Now we can create the AWS IAM role that allows access to S3.
-
Open the AWS IAM service console.
-
Choose
Roles. -
Press
Create role. -
Choose
Web identity. -
Select the identity provider that you just created for GitHub.
-
Add the
Audienceto be sts.amazonaws.com from the dropdown. -
Add the
GitHub organizationto be your GitHub account name. -
Add the
GitHub repositoryfor your fork of thejwt-pizzarepository. -
Add the
GitHub branchto be main. -
Press
Next. -
Add permissions by entering the name of the policy you created (e.g.
jwt-pizza-ci-deployment). -
Press
Next. -
Name the role
github-ci. -
Press
Create role.
The final step is to create a GitHub Actions workflow that deploys to the S3 bucket using the OIDC credentials that you just created.
Your repository is public and so you want to make sure that you keep secret anything that would give an advantage to a nefarious party. This includes your AWS Account ID, IAM role, S3 Bucket name, and the CloudFront distribution ID.
You can hide these secrets by creating repository secrets and then referencing the secrets in your workflow.
Go ahead and create the following secrets.
| Secret | Description | Example |
|---|---|---|
| AWS_ACCOUNT | Your AWS account ID number | 343243424 |
| CI_IAM_ROLE | The IAM user with rights to deploy your application | github-ci |
| APP_BUCKET | The S3 bucket hosting your static deployment files | pizza.ilovebyu.click |
| DISTRIBUTION_ID | The CloudFront Distribution ID for your frontend deployment | F3GRFXFEBQ8EEU |
-
In the repository that you specified when you created your identity provider, create a GitHub Actions workflow file named
testS3Deploy.ymlin your project's.github/workflowsdirectory.
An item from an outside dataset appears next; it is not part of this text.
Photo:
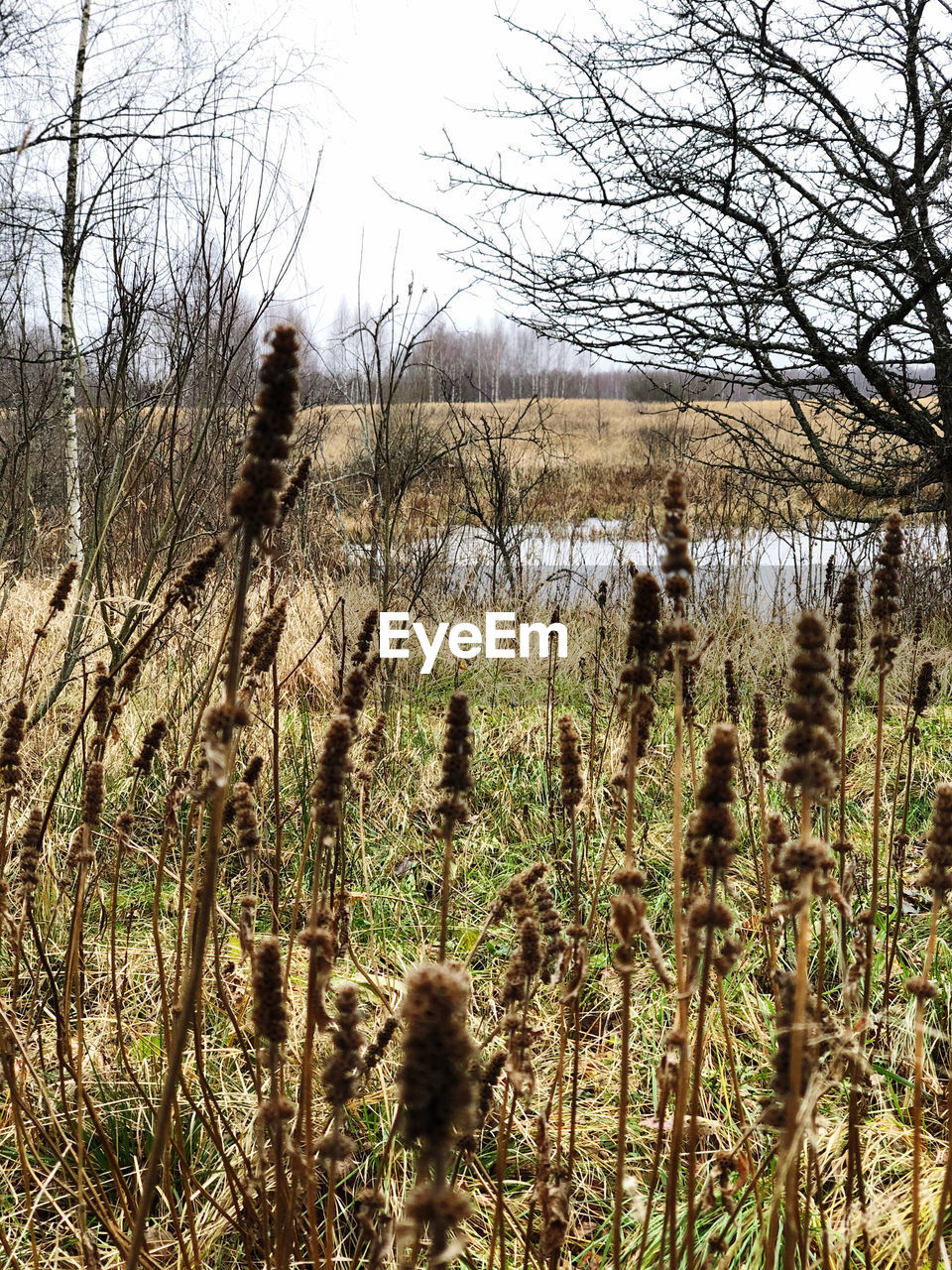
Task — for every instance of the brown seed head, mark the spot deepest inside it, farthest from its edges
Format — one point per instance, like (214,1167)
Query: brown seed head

This will contain the workflow to copy files to your S3 bucket. -
Paste the following template into the
testS3Deploy.ymlfile.name: Test S3 Deploy on: push: branches: - main workflow_dispatch: permissions: id-token: write jobs: deploy-s3: runs-on: ubuntu-latest steps: - name: Create OIDC token to AWS uses: aws-actions/configure-aws-credentials@v4 with: audience: sts.amazonaws.com aws-region: us-east-1 role-to-assume: arn:aws:iam::${{ secrets.AWS_ACCOUNT }}:role/${{ secrets.CI_IAM_ROLE }} - name: Push to AWS S3 run: | mkdir dist printf "<h1>CloudFront deployment with GitHub Actions</h1>" > dist/index.html aws s3 cp dist s3://${{ secrets.APP_BUCKET }} --recursive aws cloudfront create-invalidation --distribution-id ${{ secrets.DISTRIBUTION_ID }} --paths "/*"
-
Save the file, commit, and push.
The interesting pieces of the workflow include the request for OIDC authorization using the supplied role.
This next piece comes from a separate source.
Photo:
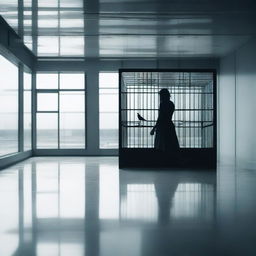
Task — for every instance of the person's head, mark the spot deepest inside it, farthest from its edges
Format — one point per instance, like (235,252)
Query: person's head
(164,95)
- name: Create OIDC token to AWS
uses: aws-actions/configure-aws-credentials@v4
with:
audience: sts.amazonaws.com
aws-region: us-east-1
role-to-assume: arn:aws:iam::${{ secrets.AWS_ACCOUNT }}:role/${{ secrets.CI_IAM_ROLE }}If this is successful then you can execute any AWS CLI commands that the role allows. In our case it allows the commands to copy the dist directory to our S3 bucket and invalidate the CloudFront distribution cache. If we didn't invalidate the cache then your new files would not show up until the cache expired 24 hours later.
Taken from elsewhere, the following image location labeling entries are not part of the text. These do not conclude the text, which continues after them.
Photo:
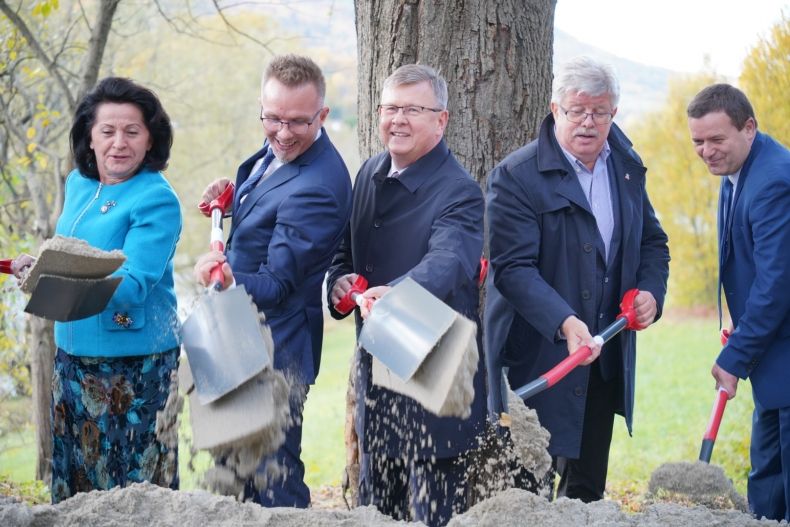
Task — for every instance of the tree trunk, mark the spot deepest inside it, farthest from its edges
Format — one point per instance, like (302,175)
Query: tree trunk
(496,56)
(42,350)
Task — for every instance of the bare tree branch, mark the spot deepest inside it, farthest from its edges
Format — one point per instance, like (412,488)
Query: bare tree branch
(96,46)
(236,30)
(50,66)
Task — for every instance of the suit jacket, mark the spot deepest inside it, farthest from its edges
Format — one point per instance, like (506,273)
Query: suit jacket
(754,270)
(281,242)
(545,267)
(426,224)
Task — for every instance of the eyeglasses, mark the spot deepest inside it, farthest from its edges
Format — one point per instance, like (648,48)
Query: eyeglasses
(578,117)
(296,127)
(390,110)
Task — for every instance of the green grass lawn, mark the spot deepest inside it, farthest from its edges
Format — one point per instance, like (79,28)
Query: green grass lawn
(674,396)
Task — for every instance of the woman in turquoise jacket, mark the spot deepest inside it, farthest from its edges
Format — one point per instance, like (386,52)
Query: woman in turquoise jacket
(113,370)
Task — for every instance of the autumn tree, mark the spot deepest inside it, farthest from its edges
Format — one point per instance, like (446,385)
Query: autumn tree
(766,80)
(683,193)
(49,60)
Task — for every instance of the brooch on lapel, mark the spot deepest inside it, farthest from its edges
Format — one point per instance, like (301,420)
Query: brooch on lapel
(107,206)
(123,320)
aws s3 cp dist s3://${{ secrets.APP_BUCKET }} --recursive
aws cloudfront create-invalidation --distribution-id ${{ secrets.DISTRIBUTION_ID }} --paths "/*"After following the above steps you should see the resulting index.html page when you view your website.
Once you are done, you can disable this workflow on the GitHub Actions page, or simply delete it since you repeat what you have done here with the JWT Pizza frontend code in a future assignment, and you don't want this to run every time you commit your code.